You can write views with Python scripts. The only requirement is that the script contains a dataframe with a pandas DataFrame with the same name as the script. For instance, users.py should contain a users variable.

import pandas as pd

users = pd.DataFrame(
    [
        {"id": 1, "name": "Max"},
        {"id": 2, "name": "Angie"},
    ]
)

Dependency freezing

The lea run command can be used to only refresh a subset of views. Let's say we have this DAG:

fee -> fi -> fo -> fum

Assuming LEA_USERNAME=max, running lea run --select fo+ will

  1. Execute fo and materialize it to fo_max.
  2. Execute fum and materialize it to fum_max.

This only works if fee_max and fi_max already exist. This might be the case if you've run a full refresh before. But if you're running a first refresh, then fee_max and fi_max won't exist! This is where the freeze-unselected flag comes into play:

lea run --select fo+ --freeze-unselected

This means the main fee and fi tables will be used instead of fee_max and fi_max.

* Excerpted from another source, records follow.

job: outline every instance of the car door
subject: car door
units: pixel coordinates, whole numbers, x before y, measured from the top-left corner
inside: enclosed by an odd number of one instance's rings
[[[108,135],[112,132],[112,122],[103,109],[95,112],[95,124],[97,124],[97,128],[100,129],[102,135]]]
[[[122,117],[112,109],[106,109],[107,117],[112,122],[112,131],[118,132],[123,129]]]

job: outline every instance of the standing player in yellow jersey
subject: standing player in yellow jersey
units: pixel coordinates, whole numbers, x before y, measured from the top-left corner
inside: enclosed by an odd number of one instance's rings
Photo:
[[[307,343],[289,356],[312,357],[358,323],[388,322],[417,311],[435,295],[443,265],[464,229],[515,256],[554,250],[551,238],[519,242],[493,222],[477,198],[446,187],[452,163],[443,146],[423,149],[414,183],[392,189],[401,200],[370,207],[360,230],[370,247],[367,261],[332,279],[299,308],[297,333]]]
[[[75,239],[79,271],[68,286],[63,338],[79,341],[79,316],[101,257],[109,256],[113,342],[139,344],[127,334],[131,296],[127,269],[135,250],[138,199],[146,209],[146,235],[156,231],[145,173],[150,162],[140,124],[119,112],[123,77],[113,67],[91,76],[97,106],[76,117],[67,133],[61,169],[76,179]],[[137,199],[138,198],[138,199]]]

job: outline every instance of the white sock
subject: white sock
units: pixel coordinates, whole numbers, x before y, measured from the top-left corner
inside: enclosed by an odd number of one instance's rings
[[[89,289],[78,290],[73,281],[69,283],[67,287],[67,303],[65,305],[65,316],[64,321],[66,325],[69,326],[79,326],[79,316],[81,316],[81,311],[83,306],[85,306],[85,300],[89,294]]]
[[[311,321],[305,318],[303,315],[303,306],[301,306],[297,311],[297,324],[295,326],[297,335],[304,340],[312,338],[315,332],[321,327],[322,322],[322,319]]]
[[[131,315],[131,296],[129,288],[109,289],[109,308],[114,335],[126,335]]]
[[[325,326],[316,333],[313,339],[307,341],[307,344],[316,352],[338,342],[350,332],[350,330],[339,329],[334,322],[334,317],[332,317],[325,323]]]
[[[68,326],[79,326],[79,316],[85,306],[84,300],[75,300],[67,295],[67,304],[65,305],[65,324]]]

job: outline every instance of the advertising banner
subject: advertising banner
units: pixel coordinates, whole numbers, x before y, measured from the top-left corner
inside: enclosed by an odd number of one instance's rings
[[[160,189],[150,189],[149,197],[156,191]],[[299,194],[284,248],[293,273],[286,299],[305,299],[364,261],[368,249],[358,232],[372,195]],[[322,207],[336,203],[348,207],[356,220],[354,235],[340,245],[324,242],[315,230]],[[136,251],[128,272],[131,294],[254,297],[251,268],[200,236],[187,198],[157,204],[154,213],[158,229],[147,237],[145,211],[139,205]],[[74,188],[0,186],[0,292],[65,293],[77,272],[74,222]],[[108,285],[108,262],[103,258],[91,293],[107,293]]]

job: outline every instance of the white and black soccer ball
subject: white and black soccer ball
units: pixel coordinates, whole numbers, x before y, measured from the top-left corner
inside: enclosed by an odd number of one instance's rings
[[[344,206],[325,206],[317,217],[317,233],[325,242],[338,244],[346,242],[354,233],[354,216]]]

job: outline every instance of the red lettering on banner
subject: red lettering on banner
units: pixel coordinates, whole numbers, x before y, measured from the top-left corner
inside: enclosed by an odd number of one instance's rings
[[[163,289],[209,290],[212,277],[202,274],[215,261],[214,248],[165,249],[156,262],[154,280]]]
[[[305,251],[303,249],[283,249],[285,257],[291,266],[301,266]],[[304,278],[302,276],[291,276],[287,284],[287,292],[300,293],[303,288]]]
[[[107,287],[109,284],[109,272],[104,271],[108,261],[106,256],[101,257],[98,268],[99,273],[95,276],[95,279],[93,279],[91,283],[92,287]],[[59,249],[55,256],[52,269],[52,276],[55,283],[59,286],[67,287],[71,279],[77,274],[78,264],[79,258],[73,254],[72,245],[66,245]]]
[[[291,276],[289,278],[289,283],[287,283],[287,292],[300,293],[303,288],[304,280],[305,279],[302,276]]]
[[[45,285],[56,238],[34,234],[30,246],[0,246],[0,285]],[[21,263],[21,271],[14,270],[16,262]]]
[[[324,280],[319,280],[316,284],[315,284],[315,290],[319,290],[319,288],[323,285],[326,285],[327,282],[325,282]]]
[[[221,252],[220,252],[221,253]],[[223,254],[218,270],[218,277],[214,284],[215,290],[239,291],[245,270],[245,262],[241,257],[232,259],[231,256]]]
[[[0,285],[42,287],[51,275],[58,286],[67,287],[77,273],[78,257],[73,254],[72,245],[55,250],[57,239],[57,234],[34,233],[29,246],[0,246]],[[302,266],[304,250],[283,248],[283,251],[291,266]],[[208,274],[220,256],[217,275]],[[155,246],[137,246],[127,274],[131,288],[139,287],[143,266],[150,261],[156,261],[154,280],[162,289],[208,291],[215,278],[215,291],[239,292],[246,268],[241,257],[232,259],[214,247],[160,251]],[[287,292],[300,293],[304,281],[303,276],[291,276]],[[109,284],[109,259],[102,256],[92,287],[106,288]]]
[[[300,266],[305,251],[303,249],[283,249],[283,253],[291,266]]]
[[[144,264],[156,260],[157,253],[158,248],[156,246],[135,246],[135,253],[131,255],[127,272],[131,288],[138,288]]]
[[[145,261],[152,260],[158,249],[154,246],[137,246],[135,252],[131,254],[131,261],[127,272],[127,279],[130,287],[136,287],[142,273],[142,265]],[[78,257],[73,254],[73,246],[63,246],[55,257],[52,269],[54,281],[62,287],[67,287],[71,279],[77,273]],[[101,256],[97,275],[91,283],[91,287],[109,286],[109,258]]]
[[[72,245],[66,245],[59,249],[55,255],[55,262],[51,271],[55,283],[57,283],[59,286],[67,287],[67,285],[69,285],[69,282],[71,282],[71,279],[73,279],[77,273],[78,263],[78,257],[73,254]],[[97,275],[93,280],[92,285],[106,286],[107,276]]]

Dependency freezing is particularly useful when using lea in a CI/CD context. You can run the following command in a pull request:

lea run --select git+ --freeze-unselected

This will only run the modified views and their descendants. The dependencies of these modified will be taken from production. This is akin to dbt't defer command, but without the need for managing artifacts.

The added benefit is that you are guaranteed to do a comparison with the same base tables when running lea diff. Check out this article to learn more.

Contributing

Feel free to reach out to max@carbonfact.com if you want to know more and/or contribute 😊

We have suggested some issues as good places to get started.

License

lea is free and open-source software licensed under the Apache License, Version 2.0.